The process according to claim 1, wherein the molecular sieve is zeolite or silicoaluminophosphate (SAPO).

The method according to claim 1 , wherein the molecular sieve is BEA, MFI, FER, CHA, AFX, AEI, SFW, SAPO-34, SAPO-56, SAPO-18 or SAV SAPO STA-7.

The method according to claim 1, wherein the organic compound is an oxygen-containing organic compound or a nitrogen-containing compound.

Organic compounds, water oxidation tetramethylammonium, is selected tetraethylammonium hydroxide, tetrapropylammonium bromide, tetra-alkyl ammonium hydroxide which is adamantine substituted, triethylmethylammonium salt, and from the group consisting of tetra -n- propyl ammonium salt The method of claim 1 .

The method of claim 1, wherein the organic compound is selected from the group consisting of pyrrolidine, di-n-propylamine, and diaminooctane.

At least one soluble iron salt is selected from the group consisting of iron nitrate, iron sulfate, ammonium iron oxalate, iron chloride, iron acetate, iron iron ammonium sulfate, and iron iron citrate, wherein the iron is Fe (II) or Fe The method according to claim 1 , which is (III) or a mixture thereof.

The method of claim 1, wherein the at least one ionic iron species and the at least one organic compound are present in a molar ratio of about 1: 1 to about 1:10.

The method of claim 1, wherein the calcination is performed at about 400 to about 600 ° C. for about 1 to about 3 hours.

A method of making a catalyst module for reducing nitrogen oxides in a gas stream by selective catalytic reduction, comprising:
Molecular sieves are made from at least one ionic iron species and polycarboxylic acids, tetraalkylammonium salts, trialkylamines, L-ascorbic acid, citric acid, succinic acid, oxalic acid, sucrose, glucose, ethylene glycol and ethylenediamine. Combining with at least one selected organic compound to form a mixture comprising at least one type of liquid phase ion exchange, incipient wetness impregnation, wet impregnation, spray drying and solid phase mixing techniques. Combining, comprising introducing an ionic iron species and at least one organic compound into the molecular sieve ;
The mixture was calcined and a step of removing at least one organic compound;
Mixture forming a catalyst structure by coating the or mixture by extruding on a substrate;
Mounting the catalyst structure in a housing having one or more inlets for the gas being treated as well as for ammonia or urea as a reagent in selective catalytic reduction.

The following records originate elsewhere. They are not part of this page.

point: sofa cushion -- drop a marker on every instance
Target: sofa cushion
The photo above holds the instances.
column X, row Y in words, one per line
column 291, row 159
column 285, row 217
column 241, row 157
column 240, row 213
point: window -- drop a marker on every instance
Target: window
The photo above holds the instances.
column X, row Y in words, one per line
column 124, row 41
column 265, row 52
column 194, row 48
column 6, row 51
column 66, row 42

An exhaust gas, wherein the reduction of nitrogen oxides is at least 20% greater than that of an equivalent iron-containing zeolite not treated with an organic compound, when the reduction of nitrogen oxides is measured before aging or exposure to steam among exhibits selective catalytic reduction of NH ₃ or nitrogen oxides Ru with urea at 300 ° C., the iron-containing zeolite.

The iron-containing zeolite according to claim 11, wherein the zeolite is ferrierite.

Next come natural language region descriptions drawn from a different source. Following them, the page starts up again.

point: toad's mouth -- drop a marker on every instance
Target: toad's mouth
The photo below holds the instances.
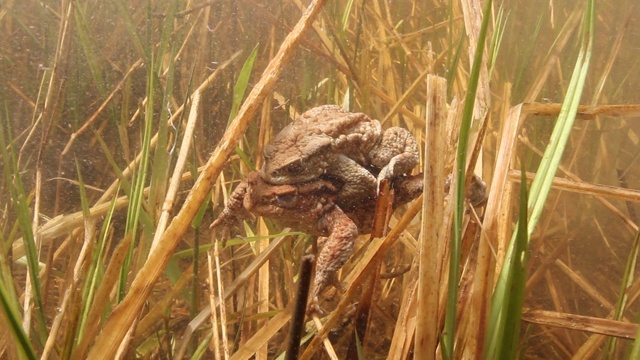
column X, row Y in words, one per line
column 296, row 172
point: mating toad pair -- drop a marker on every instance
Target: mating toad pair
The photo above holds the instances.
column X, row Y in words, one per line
column 321, row 175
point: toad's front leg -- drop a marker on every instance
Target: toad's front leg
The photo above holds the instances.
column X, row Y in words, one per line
column 397, row 153
column 234, row 211
column 335, row 252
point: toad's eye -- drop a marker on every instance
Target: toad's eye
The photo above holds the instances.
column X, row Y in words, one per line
column 294, row 169
column 287, row 200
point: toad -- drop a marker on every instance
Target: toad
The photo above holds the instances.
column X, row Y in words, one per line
column 311, row 207
column 328, row 141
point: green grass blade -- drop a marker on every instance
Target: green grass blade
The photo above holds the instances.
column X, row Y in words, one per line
column 458, row 210
column 502, row 344
column 20, row 204
column 502, row 312
column 627, row 281
column 12, row 316
column 241, row 84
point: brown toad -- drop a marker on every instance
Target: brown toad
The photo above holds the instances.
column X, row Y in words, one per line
column 311, row 207
column 331, row 142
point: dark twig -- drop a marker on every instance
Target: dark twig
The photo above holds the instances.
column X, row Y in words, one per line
column 297, row 319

A iron-containing zeolite, (a) the presence of 10% _{H 2} O, after aging 20 hours at 700 ° C., in the exhaust gas, a 40 percent conversion at 300 ° C. exceeded; and (b) 10% the presence of _{H 2} O, after aging 20 hours at 700 ° C., shown in the exhaust gas, converting at 400 ° C. is more than 80%, the selective catalytic reduction of nitrogen oxides Ru with NH ₃ or urea, iron Contains zeolite.

The iron-containing zeolite according to claim 13 , wherein the zeolite is beta zeolite.

SCR-active iron-containing ferrierite having a Mossbauer spectrum comprising two doublets with isomer shift (CS) and quadrupole splitting (QS) and one sextet,
Two doublets
(A) CS = 0.34mm / s and QS = 0.92 mm / sec; and has a (b) CS = 0.48mm / s and QS = 2.4 mm / sec,
Sexette has H = 49.1 T, CS = 0.38 mm / sec,
SCR active iron-containing ferrierite having CS and QS values of ± 0.02 mm / sec.